Danny Roberts is taking issue with the reality of reality TV.
The Real World Homecoming star, 44, told the Los Angeles Times that there was “so much to unpack” about his struggle with HIV as he spoke after the Paramount+ reboot series producers cut any mention of his diagnosis.
“I just kept waiting: ‘Are they going to shoehorn this into the end?’ And then I realized, ‘Wow, that’s the end of it.’ And they absolutely cut it,” he said. “It feels like a huge missed opportunity.”
RELATED: The Real World Star Danny Roberts Opens Up About Living with HIV: ‘I’ve Been on Such a Journey’
Paramount+ and Bunim/Murray Productions did not immediately respond to PEOPLE’s request for comment.
He was diagnosed with HIV around 2011 and went public with his status in 2018, before reuniting with his New Orleans costars for season 3 of Homecoming, which aired its finale last month.
Daymon Gardner/Paramount+
“So much of what I went to New Orleans to talk about was the nightmare of our healthcare system, the nightmare of not having access, the nightmare of the cost and the amazing flip side of the power of these medications [that can prevent and treat HIV]. There was so much to unpack,” Roberts added.
Roberts recalled a conversation with a producer, who told him that the storyline was cut because of legal concerns it would implicate one of his former partners. “Their reasoning is so silly. I don’t buy it for a second,” he said, adding that “the ultimate decision was made that the Julie circus was more important to them.”

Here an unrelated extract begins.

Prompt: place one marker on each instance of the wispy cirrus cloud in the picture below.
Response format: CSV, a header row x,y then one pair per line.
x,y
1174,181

A rep for Bunim/Murray Productions told the LA Times that the company “has never shied away from sharing stories around HIV and AIDS” since they first premiered The Real World in 1992.
Daymon Gardner/Paramount+
“The Homecoming series ultimately focused on Danny’s mental health journey, which he shared publicly with all his former roommates for the first time,” the statement said, acknowledging that he did discuss his HIV diagnosis during filming.
The show broke major ground with season 3’s The Real World: San Francisco in 1994, during which cast member Pedro Zamora put a much-needed national spotlight on HIV/AIDS before he succumbed to his own diagnosis that November.
Courtesy Danny Roberts
Roberts previously told PEOPLE that he “grew up very afraid of HIV” before appearing on season 9 of The Real World in 2000, on which he publicly came out as gay.

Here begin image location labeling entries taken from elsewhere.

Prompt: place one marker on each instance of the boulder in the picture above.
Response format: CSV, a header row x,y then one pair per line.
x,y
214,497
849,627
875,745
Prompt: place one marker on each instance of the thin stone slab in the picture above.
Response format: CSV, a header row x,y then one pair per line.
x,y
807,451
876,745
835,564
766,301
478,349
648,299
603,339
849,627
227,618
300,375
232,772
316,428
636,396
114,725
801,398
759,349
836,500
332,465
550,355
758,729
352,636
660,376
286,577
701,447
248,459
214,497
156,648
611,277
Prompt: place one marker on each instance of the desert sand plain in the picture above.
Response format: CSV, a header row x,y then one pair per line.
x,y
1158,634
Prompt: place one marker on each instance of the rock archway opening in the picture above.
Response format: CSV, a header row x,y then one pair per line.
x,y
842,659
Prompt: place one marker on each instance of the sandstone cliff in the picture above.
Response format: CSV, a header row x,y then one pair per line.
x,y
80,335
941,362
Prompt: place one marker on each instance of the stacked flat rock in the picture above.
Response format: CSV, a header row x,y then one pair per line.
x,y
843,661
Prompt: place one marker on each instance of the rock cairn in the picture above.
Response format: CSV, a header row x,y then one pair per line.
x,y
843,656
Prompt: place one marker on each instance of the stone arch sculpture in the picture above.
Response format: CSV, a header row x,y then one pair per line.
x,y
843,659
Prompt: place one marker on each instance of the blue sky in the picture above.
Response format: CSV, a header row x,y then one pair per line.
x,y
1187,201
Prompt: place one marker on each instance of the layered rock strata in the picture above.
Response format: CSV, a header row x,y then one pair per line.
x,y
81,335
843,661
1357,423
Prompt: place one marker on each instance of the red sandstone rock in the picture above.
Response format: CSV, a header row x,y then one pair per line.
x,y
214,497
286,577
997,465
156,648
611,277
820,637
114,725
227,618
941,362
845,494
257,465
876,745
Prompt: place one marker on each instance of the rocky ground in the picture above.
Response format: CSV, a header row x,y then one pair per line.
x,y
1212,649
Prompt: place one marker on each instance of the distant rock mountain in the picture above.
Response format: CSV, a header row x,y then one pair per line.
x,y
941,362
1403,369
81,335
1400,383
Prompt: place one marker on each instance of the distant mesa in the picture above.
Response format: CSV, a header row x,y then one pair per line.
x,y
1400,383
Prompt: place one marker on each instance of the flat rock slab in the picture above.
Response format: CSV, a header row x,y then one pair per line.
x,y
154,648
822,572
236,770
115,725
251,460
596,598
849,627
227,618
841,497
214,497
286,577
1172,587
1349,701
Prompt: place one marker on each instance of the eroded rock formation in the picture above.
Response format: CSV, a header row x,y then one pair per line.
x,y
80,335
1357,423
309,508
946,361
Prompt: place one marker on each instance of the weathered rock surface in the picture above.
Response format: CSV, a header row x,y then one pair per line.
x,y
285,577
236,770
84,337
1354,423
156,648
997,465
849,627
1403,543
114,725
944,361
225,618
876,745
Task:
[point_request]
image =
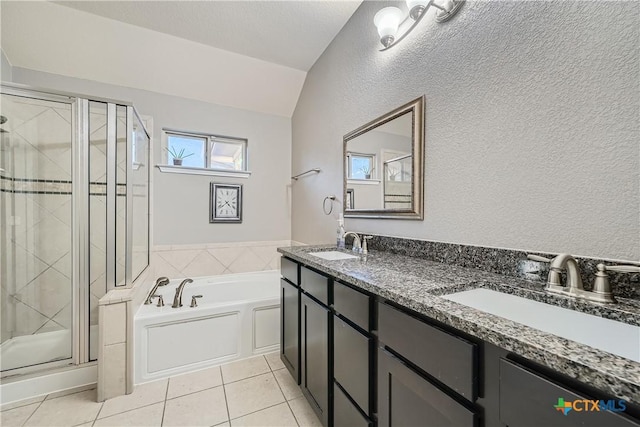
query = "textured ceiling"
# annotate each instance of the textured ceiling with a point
(289, 33)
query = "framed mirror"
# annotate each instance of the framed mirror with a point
(383, 166)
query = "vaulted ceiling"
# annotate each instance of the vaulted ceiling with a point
(246, 54)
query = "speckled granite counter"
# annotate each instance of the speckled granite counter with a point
(418, 284)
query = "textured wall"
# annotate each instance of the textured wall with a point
(5, 68)
(532, 125)
(181, 202)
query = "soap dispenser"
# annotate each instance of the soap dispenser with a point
(340, 233)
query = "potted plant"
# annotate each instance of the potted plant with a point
(177, 155)
(366, 171)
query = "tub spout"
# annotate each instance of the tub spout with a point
(177, 300)
(162, 281)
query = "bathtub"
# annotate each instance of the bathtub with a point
(238, 316)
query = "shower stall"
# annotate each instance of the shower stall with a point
(74, 218)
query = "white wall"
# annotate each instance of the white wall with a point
(532, 125)
(5, 68)
(181, 202)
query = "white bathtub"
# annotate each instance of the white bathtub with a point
(238, 316)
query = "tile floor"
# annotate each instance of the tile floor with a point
(253, 392)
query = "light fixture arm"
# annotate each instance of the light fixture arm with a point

“I was basically a hypochondriac — and it came out of nowhere,” he said, adding that his diagnosis meant “grieving a more innocent, healthy version of myself that’s now gone; embracing the knowledge that you’re now a slave to health care system; and letting go of the deep shame related to it.”
“I’m very, very thankful that we live in an era of science that we do now, or I wouldn’t be sitting here talking to you. So I just thank God every day we live in the era we do,” Roberts said, noting that his viral load is undetectable thanks to the antiretroviral treatment Biktarvy.